Let's make a simple plot of the joint distribution of the Id and Cover_Type columns.

In [None]:
df = pd.read_csv('../input/forest-cover-type-kernels-only/train.csv')
fig, ax = plt.subplots(figsize=(10, 9))
sns.stripplot('Cover_Type', 'Id', data=df, jitter=True, ax=ax, size=2)

It's clear that a huge amount of information about the Cover_Type is contained in the Id column.
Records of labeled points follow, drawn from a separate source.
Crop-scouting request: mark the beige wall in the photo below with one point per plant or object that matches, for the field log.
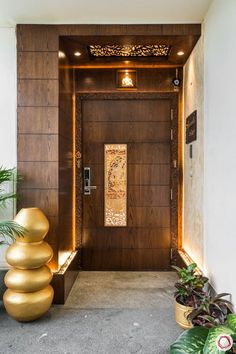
(194, 168)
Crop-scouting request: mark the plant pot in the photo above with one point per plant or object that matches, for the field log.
(181, 313)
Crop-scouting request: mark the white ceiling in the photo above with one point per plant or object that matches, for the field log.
(102, 11)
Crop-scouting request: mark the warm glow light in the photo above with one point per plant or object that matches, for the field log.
(127, 80)
(63, 256)
(61, 54)
(74, 172)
To confirm this, let's build a k-NN classifier on just the Id data and see how well it performs on our validation set.

In [None]:
X = np.array(df['Id']).reshape(-1, 1)
y = df['Cover_Type']

X_train, X_test, y_train, y_test = model_selection.train_test_split(X, y, test_size=0.2)
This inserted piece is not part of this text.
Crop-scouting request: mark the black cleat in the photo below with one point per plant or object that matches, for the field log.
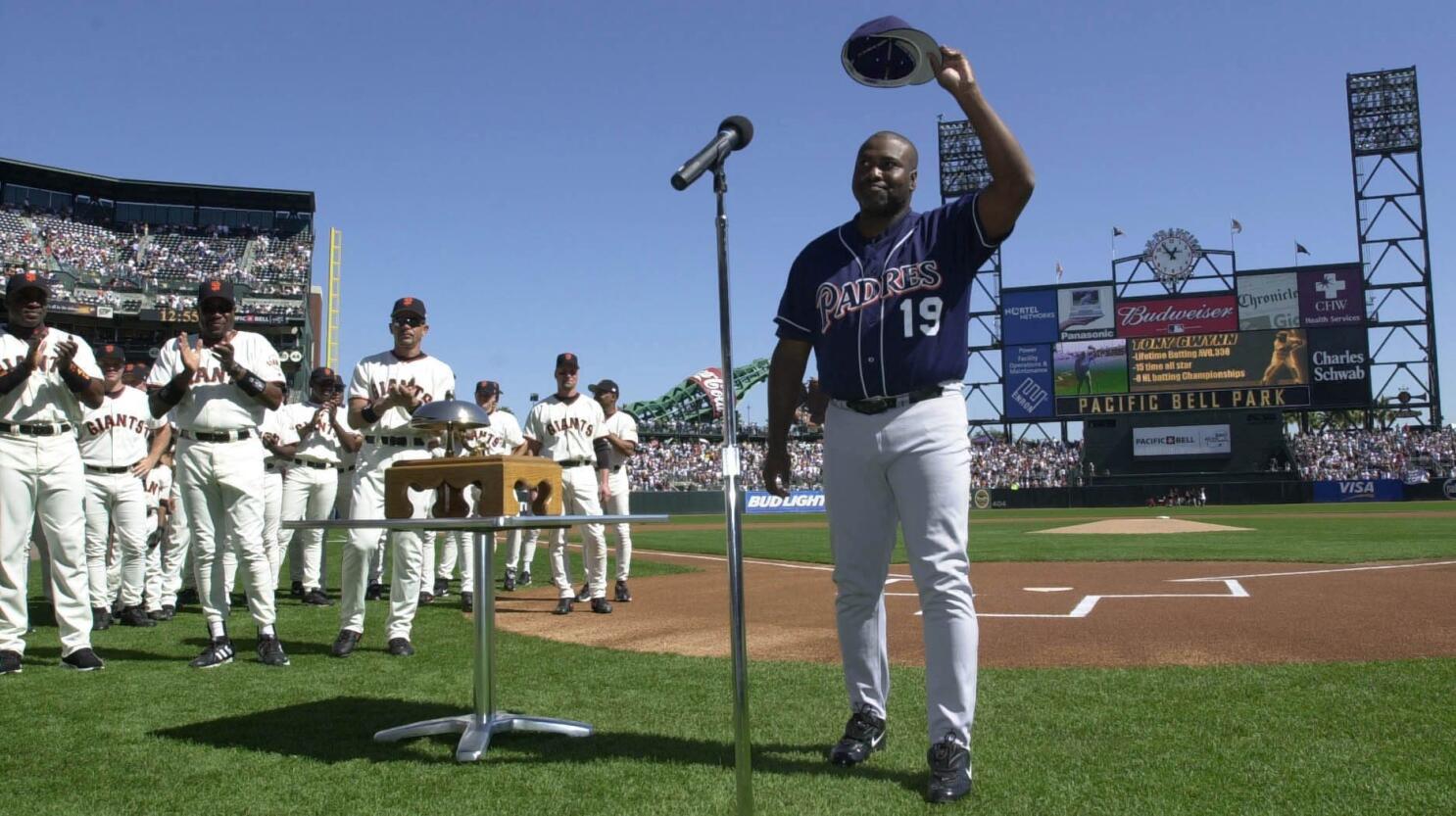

# Grid search to determine best k
accuracies=[]
for k in range(1, 31):
    clf = neighbors.KNeighborsClassifier(n_neighbors=k, p=1, n_jobs=-1)
    clf.fit(X_train, y_train)
    accuracy = clf.score(X_test, y_test)
    accuracies.append(accuracy)
    
best_k = np.argmax(accuracies) + 1 # best k is consistently 1
print('Highest-performing k: {} (acc: {})'.format(best_k, max(accuracies)))
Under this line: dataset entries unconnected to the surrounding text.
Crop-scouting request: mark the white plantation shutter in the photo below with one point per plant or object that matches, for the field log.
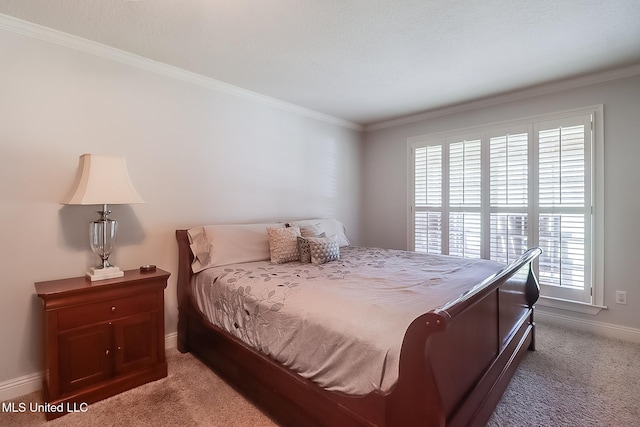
(564, 207)
(465, 198)
(465, 173)
(508, 195)
(464, 234)
(498, 192)
(428, 199)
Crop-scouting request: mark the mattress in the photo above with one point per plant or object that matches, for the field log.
(339, 324)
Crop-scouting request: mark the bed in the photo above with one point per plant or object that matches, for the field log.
(454, 360)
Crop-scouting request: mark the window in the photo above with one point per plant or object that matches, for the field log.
(494, 192)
The 1-NN algorithm achieves between 0.52 and 0.55 accuracy on the validation set (since there are seven balanced classes, random classification would yield only 14% accuracy), which is impressive considering it only uses the Id of the observations to make its predictions. Of course, this classifier cannot be used on the test set, since the test set operates on a different range of Ids. However, it can be interesting to make the same study we made on the training set on the best-performing publicly available submission. At the time of writing, it is the one from this kernel: https://www.kaggle.com/codename007/forest-cover-type-eda-baseline-model

In [None]:
df = pd.read_csv('../input/forest-cover-type-eda-baseline-model/etc.csv')
fig, [ax1, ax2] = plt.subplots(1, 2, sharey=True, figsize=(18, 9))
ax1.set_title('Unshuffled')
ax2.set_title('Shuffled (for comparison)')
sns.stripplot('Cover_Type', 'Id', data=df, jitter=True, ax=ax1, size=0.5)
np.random.shuffle(df['Id'])
sns.stripplot('Cover_Type', 'Id', data=df, jitter=True, ax=ax2, size=0.5)

Once again there is clear structure in the joint distribution of cover types and Ids. This shows that the dataset's Ids were not shuffled, which has implications for how private CV scores compare to public LB.